DESCRIPTION DU VÂIKUṆṬHA.


1. Mâitrêya dit : Pendant cent années, Diti redoutant les malheurs qui menaçaient les Suras, porta dans son sein le germe du Pradjâpati, lequel surpassait en éclat tous les autres êtres.

2. Au sein du monde dont la lumière était effacée par l’éclat de ce germe, les Lôkapâlas dont la splendeur avait disparu, vinrent annoncer au créateur de l’univers que les points de l’horizon se confondaient dans les ténèbres.

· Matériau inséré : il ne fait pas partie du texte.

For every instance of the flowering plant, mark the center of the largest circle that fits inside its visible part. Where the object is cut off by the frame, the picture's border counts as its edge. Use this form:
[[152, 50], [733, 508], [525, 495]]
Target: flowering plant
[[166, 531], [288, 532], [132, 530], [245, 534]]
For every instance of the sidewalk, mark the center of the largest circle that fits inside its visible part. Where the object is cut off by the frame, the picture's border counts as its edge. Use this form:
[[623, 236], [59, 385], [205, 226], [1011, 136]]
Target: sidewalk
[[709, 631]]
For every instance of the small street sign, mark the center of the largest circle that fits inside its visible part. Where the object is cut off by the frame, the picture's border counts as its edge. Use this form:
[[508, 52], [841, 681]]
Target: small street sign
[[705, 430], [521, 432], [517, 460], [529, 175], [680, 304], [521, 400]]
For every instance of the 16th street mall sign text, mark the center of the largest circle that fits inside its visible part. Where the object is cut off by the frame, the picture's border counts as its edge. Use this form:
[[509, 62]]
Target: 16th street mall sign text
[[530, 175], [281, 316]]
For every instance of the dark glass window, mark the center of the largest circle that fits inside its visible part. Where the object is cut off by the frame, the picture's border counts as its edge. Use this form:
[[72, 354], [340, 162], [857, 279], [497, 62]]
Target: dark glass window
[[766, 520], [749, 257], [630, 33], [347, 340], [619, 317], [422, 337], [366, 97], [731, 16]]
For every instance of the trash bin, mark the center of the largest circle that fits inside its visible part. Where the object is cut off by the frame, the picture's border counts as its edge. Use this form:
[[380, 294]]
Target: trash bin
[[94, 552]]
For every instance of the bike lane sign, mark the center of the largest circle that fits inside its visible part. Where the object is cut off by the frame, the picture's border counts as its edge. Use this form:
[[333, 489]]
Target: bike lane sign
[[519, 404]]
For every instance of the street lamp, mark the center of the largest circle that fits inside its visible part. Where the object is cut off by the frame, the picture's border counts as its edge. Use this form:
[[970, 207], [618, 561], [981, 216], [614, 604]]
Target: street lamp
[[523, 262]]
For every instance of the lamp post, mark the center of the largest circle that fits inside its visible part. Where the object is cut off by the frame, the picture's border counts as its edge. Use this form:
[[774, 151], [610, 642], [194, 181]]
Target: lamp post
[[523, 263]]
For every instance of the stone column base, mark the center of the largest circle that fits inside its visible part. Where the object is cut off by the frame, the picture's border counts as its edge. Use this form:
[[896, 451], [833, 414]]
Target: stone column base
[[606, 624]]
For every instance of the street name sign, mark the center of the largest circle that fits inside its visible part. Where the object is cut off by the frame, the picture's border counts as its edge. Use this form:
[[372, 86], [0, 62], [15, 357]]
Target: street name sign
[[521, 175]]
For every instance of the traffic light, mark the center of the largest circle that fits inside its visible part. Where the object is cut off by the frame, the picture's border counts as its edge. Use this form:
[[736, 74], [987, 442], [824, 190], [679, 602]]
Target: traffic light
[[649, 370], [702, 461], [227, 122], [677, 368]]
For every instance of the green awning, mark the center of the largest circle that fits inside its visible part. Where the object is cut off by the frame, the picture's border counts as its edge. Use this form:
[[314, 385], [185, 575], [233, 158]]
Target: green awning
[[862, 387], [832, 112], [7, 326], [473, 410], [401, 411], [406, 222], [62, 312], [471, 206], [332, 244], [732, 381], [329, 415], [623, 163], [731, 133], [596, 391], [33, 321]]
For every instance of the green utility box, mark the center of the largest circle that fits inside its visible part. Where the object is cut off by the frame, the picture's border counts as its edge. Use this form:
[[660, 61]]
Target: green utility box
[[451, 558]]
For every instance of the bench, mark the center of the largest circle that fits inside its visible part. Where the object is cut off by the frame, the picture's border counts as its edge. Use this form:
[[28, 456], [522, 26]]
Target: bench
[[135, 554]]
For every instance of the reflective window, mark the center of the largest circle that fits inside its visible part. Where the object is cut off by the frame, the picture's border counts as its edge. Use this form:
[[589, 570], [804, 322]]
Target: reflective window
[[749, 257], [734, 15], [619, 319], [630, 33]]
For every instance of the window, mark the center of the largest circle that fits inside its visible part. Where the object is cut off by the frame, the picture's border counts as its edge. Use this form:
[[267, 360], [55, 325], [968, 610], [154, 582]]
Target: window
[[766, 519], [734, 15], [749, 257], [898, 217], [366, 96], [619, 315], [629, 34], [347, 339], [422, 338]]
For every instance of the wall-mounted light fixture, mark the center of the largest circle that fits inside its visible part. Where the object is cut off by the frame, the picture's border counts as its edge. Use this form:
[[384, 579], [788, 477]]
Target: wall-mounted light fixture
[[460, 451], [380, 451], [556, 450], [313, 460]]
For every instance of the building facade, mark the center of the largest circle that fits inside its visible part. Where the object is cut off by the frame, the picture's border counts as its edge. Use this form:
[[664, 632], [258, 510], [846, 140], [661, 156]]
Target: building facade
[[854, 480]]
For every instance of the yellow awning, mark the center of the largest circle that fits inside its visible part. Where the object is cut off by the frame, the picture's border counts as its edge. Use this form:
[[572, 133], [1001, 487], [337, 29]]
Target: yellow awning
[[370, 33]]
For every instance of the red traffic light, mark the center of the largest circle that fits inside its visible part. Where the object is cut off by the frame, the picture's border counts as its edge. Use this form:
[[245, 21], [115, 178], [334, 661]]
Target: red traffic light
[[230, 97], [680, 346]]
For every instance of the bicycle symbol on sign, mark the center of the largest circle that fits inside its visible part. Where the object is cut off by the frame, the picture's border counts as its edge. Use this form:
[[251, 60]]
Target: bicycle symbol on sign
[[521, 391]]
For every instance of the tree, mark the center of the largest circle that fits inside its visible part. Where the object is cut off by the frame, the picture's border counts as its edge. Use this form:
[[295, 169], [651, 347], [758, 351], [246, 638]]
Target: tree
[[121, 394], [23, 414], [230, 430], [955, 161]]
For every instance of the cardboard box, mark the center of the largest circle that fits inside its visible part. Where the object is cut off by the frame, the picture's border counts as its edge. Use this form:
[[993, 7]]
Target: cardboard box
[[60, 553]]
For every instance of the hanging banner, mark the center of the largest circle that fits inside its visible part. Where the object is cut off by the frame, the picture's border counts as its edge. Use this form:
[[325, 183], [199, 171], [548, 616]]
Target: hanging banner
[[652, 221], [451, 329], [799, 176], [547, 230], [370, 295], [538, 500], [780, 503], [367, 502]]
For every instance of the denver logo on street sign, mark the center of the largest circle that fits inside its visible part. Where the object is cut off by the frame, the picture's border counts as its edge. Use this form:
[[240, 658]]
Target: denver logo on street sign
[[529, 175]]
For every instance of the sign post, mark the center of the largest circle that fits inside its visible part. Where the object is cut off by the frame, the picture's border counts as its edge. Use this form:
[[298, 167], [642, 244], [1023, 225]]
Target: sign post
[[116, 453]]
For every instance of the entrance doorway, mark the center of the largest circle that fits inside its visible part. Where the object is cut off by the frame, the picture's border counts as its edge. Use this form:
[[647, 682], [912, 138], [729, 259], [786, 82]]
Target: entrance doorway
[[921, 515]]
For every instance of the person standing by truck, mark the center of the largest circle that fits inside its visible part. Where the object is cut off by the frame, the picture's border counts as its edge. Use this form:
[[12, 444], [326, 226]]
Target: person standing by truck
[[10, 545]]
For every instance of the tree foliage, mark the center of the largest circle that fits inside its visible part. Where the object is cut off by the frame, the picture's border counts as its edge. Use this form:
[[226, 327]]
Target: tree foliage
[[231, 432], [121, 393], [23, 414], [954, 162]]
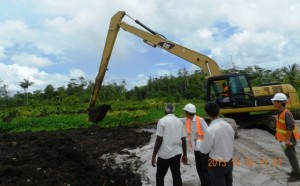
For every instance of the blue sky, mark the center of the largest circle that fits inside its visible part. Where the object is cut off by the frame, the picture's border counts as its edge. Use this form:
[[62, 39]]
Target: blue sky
[[50, 42]]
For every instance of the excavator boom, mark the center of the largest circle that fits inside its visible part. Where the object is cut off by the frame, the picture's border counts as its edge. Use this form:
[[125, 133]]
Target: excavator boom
[[242, 98], [151, 38]]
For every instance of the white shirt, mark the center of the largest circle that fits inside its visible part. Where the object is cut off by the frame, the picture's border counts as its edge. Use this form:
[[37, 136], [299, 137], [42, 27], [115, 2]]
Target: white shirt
[[218, 140], [194, 131], [172, 130]]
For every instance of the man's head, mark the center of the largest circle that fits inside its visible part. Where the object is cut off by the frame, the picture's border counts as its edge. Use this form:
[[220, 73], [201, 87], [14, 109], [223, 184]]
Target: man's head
[[212, 109], [169, 108], [280, 99]]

3. Les Dêvas dirent : Tu connais, ô Souverain de l’univers, cette obscurité qui nous jette dans un si grand trouble, car rien n’est inconnu à Bhagavat dont le temps n’interrompt pas la voie.

4. Dieu des Dêvas, créateur de l’univers, joyau des souverains des mondes, tu connais les intentions des êtres qui sont tes amis, de même que celles de tes adversaires.

5. Adoration à celui qui a l’énergie de la connaissance, à celui qui a revêtu ce corps à l’aide de Maya, à celui qui s’est uni à une des trois qualités, adoration à toi dont l’origine est insaisissable !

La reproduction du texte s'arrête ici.